What do all these companies have in common? They’re yarn companies that are advertising in the new Fall issue of Interweave Knits—who weren’t there a year ago.
If you’ve noticed that there’s a new yarn shop on every corner lately, you may not have noticed that there seems to be a new yarn company every week. With occasional exceptions, the products they offer are not much different from the products the existing yarn companies offer. (Sometimes, they’re identical: plenty of mills out there will sell the same yarn—in the same colors—to two or more distributors.)
It’s a tough business if you’re a new company trying to break into the market—you’ve got to invest a lot of time and a lot of money to get started, and who knows whether you’ll make it, or where you’ll be in a few years if the knitting boom takes a downturn. (We all know that’s not going to happen, right? Right.)
I do see one undeniable advantage to the influx, though: the magazines get fatter and glossier on all that ad revenue, and that in turn makes room for more content. Which translates, in this case, to more designs per issue. Now there’s something we can all applaud. I think I might even learn to like the new hybrid “advertorials” that have been appearing in Vogue Knitting for a couple years and have just started in Knits. (For examples, see pp. 12-13, 26-27, 32-33, or 38-39, all of which are two-page spreads advertising specific yarn companies and directing the reader to a page of Interweave’s website where project instructions can be found.)

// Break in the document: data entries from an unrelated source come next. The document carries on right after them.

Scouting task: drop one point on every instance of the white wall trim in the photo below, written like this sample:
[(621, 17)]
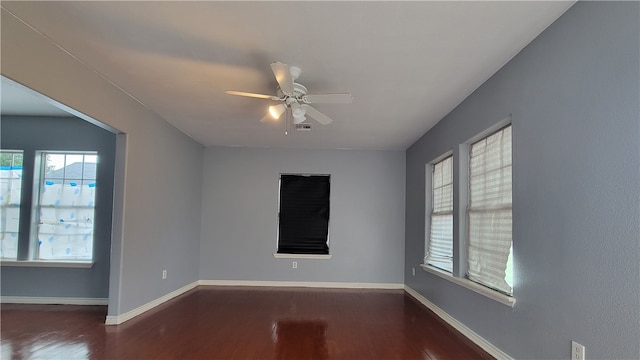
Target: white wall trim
[(52, 300), (312, 284), (119, 319), (302, 256), (470, 334), (44, 263)]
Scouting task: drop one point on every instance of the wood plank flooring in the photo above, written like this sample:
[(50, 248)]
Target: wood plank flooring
[(240, 323)]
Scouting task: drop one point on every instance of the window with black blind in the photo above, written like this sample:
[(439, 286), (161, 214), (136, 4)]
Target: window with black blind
[(304, 214)]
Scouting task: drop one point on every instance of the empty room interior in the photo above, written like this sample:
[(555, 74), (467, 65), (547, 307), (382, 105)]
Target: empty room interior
[(320, 180)]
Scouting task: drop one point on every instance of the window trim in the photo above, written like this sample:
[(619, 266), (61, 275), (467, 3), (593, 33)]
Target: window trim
[(38, 183), (500, 126), (278, 255), (472, 285), (461, 160), (429, 168)]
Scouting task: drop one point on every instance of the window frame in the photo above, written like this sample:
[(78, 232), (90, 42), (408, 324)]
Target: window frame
[(278, 255), (31, 183), (429, 204), (39, 180), (461, 155), (13, 152), (470, 210)]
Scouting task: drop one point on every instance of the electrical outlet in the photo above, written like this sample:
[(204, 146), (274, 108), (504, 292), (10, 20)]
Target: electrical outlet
[(577, 351)]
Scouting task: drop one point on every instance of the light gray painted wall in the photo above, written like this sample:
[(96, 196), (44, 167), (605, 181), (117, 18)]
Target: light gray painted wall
[(240, 208), (159, 187), (31, 134), (574, 94)]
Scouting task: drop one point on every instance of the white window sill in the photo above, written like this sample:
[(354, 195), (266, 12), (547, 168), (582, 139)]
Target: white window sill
[(302, 256), (41, 263), (485, 291)]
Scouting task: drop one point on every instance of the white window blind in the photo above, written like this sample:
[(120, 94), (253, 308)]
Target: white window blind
[(66, 206), (440, 247), (489, 213), (10, 193)]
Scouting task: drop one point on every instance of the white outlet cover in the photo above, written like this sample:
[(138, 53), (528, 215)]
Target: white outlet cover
[(577, 351)]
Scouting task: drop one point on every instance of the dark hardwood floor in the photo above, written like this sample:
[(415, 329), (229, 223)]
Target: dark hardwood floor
[(240, 323)]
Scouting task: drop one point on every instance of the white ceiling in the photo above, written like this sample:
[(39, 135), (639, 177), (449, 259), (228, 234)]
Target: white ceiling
[(407, 64)]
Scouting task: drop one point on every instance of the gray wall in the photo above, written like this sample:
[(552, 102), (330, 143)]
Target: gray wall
[(70, 134), (158, 169), (573, 93), (240, 208)]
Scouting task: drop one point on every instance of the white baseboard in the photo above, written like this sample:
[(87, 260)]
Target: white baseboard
[(311, 284), (119, 319), (52, 300), (470, 334)]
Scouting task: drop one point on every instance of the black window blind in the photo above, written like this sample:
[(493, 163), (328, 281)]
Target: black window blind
[(304, 214)]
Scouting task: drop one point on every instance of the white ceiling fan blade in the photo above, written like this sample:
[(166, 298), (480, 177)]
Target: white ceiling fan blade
[(283, 76), (320, 117), (328, 99), (259, 96), (267, 118)]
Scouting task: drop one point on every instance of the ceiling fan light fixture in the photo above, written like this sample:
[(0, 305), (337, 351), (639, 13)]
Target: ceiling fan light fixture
[(276, 110)]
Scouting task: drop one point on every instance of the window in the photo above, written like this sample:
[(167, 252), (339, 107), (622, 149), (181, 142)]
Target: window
[(64, 206), (304, 214), (10, 194), (489, 253), (440, 243)]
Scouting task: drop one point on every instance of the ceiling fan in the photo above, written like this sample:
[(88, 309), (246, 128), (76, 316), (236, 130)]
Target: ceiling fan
[(293, 97)]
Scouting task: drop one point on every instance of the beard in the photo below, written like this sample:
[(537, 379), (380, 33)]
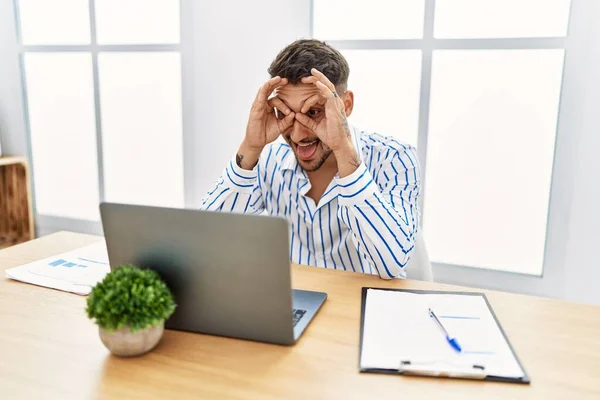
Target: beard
[(315, 165)]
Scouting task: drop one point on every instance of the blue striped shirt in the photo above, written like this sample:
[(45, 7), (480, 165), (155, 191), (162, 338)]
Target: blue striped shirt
[(365, 222)]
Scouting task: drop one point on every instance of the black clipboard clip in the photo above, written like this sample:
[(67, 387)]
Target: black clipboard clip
[(440, 369)]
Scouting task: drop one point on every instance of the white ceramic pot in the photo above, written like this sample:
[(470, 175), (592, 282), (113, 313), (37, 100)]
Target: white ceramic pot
[(124, 343)]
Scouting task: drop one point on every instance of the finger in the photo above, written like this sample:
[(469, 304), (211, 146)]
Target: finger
[(306, 121), (276, 102), (315, 99), (322, 78), (267, 88), (309, 79), (285, 123), (325, 91)]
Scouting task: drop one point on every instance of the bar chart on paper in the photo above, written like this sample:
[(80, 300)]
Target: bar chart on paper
[(75, 271)]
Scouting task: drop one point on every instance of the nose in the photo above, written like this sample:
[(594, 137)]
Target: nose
[(299, 132)]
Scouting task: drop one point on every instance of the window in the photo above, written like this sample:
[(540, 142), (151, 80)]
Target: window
[(103, 92), (476, 86)]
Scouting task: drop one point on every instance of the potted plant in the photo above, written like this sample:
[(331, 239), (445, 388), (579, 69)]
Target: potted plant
[(130, 306)]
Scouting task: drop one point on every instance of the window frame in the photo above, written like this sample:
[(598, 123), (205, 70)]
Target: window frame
[(552, 268), (51, 223)]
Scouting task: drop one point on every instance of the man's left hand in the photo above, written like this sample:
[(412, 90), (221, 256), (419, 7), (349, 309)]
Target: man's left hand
[(333, 129)]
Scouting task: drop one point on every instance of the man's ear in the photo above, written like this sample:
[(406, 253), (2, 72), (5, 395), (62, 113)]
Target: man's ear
[(348, 99)]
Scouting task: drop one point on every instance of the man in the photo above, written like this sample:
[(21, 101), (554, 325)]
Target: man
[(351, 198)]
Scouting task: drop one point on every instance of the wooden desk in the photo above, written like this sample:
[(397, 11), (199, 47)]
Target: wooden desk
[(49, 349)]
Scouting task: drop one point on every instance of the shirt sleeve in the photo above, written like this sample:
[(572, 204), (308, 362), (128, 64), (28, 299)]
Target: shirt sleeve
[(237, 190), (383, 218)]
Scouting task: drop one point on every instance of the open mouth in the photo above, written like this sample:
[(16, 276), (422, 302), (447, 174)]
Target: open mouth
[(306, 151)]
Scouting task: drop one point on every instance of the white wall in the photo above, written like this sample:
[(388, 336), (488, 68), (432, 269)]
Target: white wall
[(227, 47), (12, 122), (581, 121)]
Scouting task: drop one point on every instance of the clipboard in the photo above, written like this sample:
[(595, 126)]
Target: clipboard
[(407, 367)]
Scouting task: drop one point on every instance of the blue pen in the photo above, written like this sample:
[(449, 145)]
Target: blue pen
[(452, 341)]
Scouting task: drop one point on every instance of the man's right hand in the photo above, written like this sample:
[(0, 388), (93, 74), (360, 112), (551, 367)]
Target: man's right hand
[(263, 125)]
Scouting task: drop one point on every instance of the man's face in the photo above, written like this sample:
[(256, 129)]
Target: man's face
[(310, 152)]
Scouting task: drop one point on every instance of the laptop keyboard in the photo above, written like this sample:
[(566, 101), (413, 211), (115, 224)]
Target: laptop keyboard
[(298, 314)]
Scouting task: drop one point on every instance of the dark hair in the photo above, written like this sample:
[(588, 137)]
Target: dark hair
[(298, 58)]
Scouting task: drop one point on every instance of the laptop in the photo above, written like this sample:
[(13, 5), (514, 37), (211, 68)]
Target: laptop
[(229, 273)]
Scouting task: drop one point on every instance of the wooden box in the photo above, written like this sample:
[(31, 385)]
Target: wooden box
[(16, 215)]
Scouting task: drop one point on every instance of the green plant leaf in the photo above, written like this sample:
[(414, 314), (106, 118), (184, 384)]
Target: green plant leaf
[(130, 296)]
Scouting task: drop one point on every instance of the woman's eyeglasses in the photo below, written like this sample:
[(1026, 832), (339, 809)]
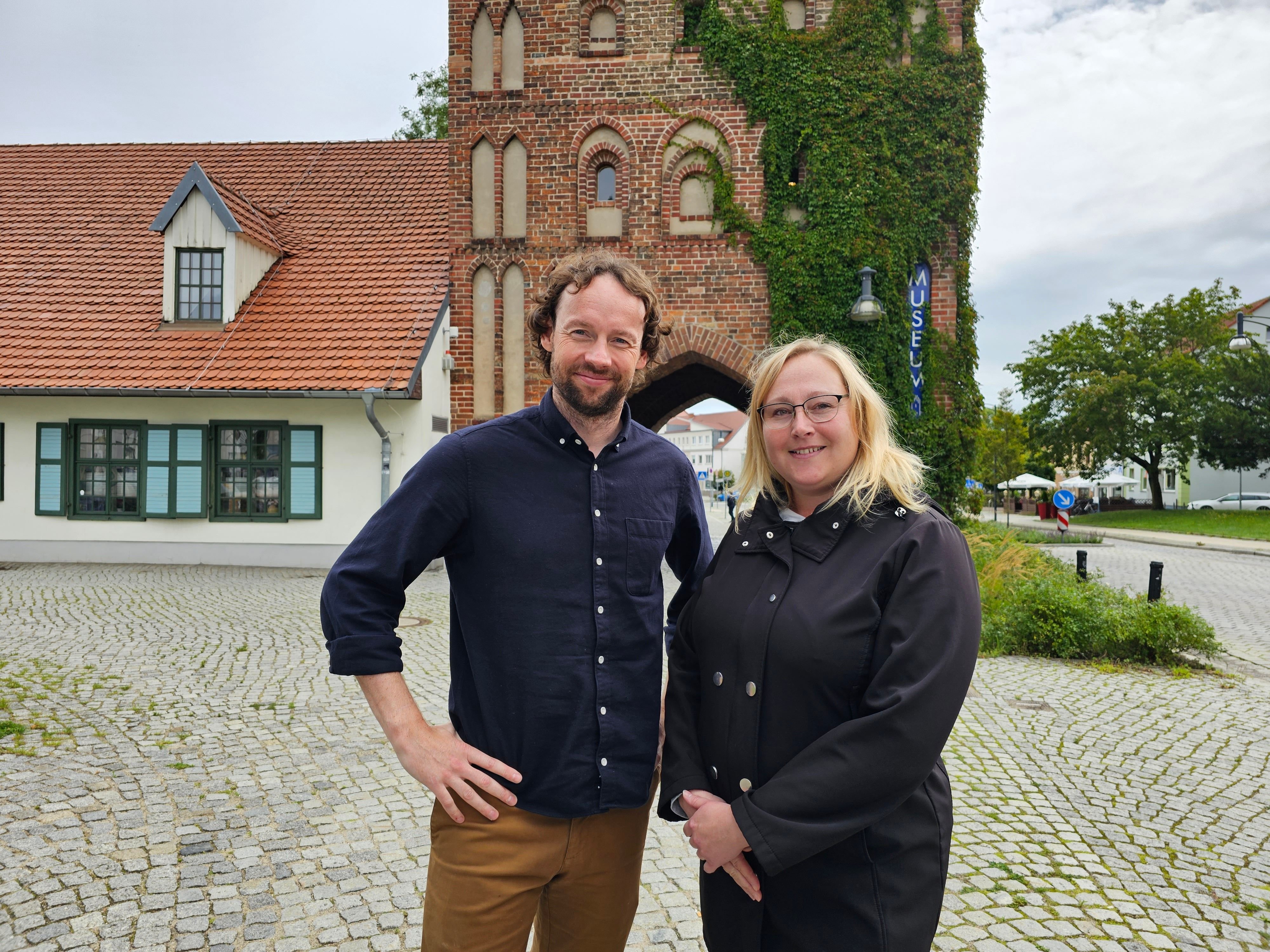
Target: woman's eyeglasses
[(821, 409)]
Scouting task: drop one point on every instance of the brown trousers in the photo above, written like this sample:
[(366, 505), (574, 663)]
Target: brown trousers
[(577, 882)]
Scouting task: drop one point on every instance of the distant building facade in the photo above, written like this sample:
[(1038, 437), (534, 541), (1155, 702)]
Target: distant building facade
[(714, 444), (591, 124)]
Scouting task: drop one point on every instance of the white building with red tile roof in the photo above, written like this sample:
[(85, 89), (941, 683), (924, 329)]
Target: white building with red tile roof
[(218, 354), (714, 444)]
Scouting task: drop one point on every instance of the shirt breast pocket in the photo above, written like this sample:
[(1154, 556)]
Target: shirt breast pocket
[(646, 546)]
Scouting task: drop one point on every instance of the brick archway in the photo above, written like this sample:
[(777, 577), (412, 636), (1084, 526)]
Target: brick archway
[(694, 364)]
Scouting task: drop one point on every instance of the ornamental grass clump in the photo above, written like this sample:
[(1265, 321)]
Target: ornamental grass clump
[(1034, 605)]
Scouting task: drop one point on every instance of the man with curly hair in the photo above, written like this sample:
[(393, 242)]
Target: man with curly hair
[(553, 522)]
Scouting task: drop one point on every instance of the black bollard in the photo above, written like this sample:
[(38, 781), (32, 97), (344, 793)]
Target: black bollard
[(1158, 576)]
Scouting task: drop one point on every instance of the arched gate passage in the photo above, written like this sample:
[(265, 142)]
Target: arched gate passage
[(694, 364)]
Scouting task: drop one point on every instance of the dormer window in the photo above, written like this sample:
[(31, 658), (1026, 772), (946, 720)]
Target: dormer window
[(606, 183), (200, 284)]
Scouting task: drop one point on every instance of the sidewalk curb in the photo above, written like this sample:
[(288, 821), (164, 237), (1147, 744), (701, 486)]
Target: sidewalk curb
[(1182, 543)]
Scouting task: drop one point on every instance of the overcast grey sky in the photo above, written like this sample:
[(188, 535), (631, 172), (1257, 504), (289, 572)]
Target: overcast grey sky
[(1127, 147)]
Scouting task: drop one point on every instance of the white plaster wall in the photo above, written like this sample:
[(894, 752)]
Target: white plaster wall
[(351, 478), (195, 225), (251, 263)]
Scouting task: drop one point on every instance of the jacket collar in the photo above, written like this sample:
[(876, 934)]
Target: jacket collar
[(561, 431), (764, 531)]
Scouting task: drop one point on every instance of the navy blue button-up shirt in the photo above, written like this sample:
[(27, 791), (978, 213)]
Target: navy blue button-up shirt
[(556, 597)]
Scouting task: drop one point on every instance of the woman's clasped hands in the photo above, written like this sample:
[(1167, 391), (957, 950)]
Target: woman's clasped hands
[(713, 832)]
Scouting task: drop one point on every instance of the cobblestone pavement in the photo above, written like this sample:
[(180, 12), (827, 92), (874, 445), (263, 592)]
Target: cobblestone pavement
[(1233, 592), (189, 777)]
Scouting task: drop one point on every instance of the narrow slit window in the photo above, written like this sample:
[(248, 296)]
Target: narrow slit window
[(606, 183), (199, 284)]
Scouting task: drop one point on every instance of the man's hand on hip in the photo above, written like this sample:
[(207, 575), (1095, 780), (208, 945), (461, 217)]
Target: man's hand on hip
[(436, 757)]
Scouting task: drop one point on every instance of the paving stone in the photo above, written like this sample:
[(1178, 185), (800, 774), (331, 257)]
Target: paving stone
[(1127, 816)]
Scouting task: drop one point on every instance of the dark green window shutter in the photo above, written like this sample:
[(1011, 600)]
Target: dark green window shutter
[(51, 469), (304, 473), (190, 472)]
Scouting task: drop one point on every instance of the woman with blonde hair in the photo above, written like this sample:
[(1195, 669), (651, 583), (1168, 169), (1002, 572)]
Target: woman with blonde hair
[(816, 677)]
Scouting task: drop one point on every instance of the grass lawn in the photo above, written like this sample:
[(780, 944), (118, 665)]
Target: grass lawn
[(1193, 522)]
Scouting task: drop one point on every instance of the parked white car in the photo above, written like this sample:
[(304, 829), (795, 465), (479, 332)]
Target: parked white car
[(1231, 501)]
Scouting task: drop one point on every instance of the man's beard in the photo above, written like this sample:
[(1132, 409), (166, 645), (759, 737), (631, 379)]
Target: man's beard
[(562, 379)]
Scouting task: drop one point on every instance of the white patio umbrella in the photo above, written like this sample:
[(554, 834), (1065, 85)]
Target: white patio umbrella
[(1076, 483), (1027, 480)]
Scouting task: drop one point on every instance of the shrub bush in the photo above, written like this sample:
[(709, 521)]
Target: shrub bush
[(1034, 605)]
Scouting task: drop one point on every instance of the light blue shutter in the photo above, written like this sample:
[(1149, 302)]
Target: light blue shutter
[(191, 470), (158, 472), (304, 473), (51, 469)]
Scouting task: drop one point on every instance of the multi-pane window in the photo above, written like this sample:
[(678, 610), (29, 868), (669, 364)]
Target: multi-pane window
[(250, 472), (107, 470), (606, 183), (199, 285)]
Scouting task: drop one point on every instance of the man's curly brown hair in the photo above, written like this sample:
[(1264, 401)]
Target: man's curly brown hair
[(577, 272)]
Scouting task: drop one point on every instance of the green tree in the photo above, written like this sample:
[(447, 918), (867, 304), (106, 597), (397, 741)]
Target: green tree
[(431, 117), (1132, 384), (1001, 444), (1235, 432)]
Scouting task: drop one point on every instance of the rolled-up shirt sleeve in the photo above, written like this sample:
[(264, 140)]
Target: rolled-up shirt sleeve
[(365, 591), (862, 771)]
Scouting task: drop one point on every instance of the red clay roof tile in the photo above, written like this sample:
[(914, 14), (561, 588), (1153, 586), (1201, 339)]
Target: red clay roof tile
[(350, 305)]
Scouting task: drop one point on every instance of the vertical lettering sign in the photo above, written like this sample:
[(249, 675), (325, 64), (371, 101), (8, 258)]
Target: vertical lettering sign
[(919, 305)]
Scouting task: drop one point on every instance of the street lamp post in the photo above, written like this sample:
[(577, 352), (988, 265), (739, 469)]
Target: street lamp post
[(1241, 341)]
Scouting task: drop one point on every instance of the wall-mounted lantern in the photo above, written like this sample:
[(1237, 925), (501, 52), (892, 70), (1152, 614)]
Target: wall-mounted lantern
[(867, 307)]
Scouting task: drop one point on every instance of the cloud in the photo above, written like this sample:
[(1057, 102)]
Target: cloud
[(1127, 154)]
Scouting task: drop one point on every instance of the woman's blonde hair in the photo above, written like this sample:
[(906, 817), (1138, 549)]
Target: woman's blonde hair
[(879, 468)]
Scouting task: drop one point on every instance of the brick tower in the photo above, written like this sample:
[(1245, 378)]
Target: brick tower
[(589, 124)]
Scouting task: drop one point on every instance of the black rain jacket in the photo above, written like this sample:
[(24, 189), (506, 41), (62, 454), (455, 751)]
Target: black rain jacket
[(815, 680)]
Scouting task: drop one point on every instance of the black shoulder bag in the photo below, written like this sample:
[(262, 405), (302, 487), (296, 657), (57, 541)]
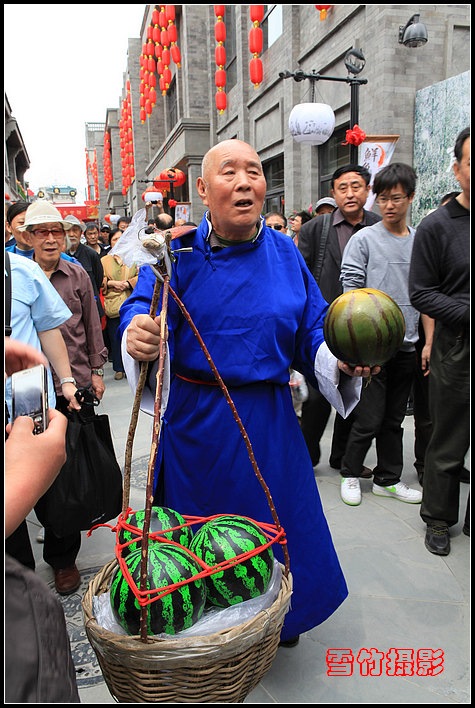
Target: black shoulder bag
[(88, 488), (322, 247)]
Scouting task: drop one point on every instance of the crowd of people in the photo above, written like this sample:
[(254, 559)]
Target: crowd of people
[(80, 304), (428, 277)]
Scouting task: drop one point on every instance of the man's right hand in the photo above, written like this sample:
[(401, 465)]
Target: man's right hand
[(143, 338)]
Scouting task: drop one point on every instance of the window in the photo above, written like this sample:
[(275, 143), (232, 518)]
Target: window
[(332, 155), (172, 105), (274, 174), (271, 24), (230, 46)]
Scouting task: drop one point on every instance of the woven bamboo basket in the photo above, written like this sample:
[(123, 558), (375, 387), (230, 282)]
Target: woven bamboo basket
[(223, 667)]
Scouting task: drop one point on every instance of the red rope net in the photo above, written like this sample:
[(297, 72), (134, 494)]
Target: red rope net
[(145, 597)]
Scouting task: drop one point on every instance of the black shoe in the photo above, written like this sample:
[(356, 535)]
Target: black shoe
[(290, 642), (437, 540)]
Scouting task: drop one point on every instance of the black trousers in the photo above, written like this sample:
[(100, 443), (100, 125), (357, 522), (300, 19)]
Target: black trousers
[(422, 420), (315, 414), (449, 400), (379, 415)]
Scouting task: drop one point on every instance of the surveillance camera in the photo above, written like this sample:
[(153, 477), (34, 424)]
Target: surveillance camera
[(153, 197)]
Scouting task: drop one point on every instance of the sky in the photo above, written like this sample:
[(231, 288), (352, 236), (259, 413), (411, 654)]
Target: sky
[(64, 66)]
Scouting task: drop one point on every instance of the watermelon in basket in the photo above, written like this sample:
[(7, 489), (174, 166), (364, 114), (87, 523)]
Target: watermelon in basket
[(179, 609), (224, 538), (163, 521)]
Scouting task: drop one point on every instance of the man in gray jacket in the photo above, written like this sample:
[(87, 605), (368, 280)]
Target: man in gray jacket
[(322, 242), (379, 257)]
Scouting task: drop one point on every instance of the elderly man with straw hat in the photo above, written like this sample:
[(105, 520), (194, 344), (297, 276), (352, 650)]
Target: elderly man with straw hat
[(83, 337)]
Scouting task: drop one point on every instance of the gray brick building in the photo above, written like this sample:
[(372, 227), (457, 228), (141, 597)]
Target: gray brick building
[(185, 122)]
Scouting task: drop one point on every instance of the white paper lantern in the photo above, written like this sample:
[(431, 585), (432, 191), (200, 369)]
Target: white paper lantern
[(311, 123)]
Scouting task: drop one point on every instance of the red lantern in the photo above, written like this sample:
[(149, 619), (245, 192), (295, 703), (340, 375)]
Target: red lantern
[(257, 13), (176, 55), (220, 78), (220, 55), (221, 101), (256, 40), (220, 31), (172, 173), (355, 136), (170, 13), (256, 71), (172, 33), (220, 58), (255, 44), (323, 11)]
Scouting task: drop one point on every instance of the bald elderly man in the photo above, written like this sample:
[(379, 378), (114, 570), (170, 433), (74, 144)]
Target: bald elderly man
[(260, 313)]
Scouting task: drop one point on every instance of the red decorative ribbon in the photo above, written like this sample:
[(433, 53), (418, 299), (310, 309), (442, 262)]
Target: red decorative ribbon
[(355, 136), (145, 597)]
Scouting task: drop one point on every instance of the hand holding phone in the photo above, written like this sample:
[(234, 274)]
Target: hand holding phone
[(30, 396)]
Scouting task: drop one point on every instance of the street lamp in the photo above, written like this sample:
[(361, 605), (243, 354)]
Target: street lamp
[(414, 34), (355, 63)]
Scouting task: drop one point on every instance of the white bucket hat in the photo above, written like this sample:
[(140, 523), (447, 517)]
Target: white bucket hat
[(42, 212), (74, 221), (326, 200)]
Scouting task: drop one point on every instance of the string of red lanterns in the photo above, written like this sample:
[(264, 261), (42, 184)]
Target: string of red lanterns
[(87, 175), (220, 58), (106, 160), (323, 11), (95, 176), (256, 40), (127, 141)]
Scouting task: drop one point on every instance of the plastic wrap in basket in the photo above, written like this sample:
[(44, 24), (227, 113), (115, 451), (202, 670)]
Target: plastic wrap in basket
[(222, 667), (216, 668)]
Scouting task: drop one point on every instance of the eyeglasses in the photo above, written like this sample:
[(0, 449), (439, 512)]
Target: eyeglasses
[(355, 187), (43, 233), (397, 199)]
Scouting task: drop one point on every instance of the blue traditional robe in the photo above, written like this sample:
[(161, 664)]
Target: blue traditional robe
[(260, 313)]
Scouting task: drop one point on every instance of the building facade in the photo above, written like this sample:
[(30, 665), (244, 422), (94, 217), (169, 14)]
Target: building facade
[(185, 122), (16, 160)]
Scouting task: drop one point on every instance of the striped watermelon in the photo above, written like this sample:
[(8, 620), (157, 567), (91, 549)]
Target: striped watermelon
[(364, 327), (173, 612), (161, 519), (222, 539)]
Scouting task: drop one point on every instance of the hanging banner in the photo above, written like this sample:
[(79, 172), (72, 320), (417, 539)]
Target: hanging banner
[(375, 152)]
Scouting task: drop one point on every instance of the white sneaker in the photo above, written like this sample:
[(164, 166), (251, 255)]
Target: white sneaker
[(351, 491), (399, 491), (41, 536)]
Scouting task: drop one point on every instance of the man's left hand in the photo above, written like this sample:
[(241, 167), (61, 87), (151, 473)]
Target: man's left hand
[(98, 386), (364, 371)]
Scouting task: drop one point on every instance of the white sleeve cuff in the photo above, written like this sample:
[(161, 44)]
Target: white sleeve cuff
[(343, 392), (132, 371)]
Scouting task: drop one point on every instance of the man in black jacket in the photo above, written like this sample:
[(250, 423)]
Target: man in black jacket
[(322, 242), (439, 286), (87, 257)]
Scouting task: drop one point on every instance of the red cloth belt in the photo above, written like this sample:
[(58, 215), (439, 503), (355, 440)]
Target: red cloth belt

And of course, someone has to design all these extra patterns, just like someone has to provide pattern support for the new yarn companies. (Even in the case of designer-driven yarn lines—Louisa Harding, Kim Hargreaves—the designer’s departure from her previous position creates opportunities for other designers there. Look how many different names are credited in the latest Rowan magazines since those two left!)
More content, more designers. Those are good enough reasons to put up with the annoyance of more ads and trying to keep up with the flood of new names. (Oh, and yeah, some of the newbies have pretty great yarn. Keep your eyes open for Nashua Handknit’s Creative Focus Worsted, possibly the new yarn I’m most excited about for Fall.)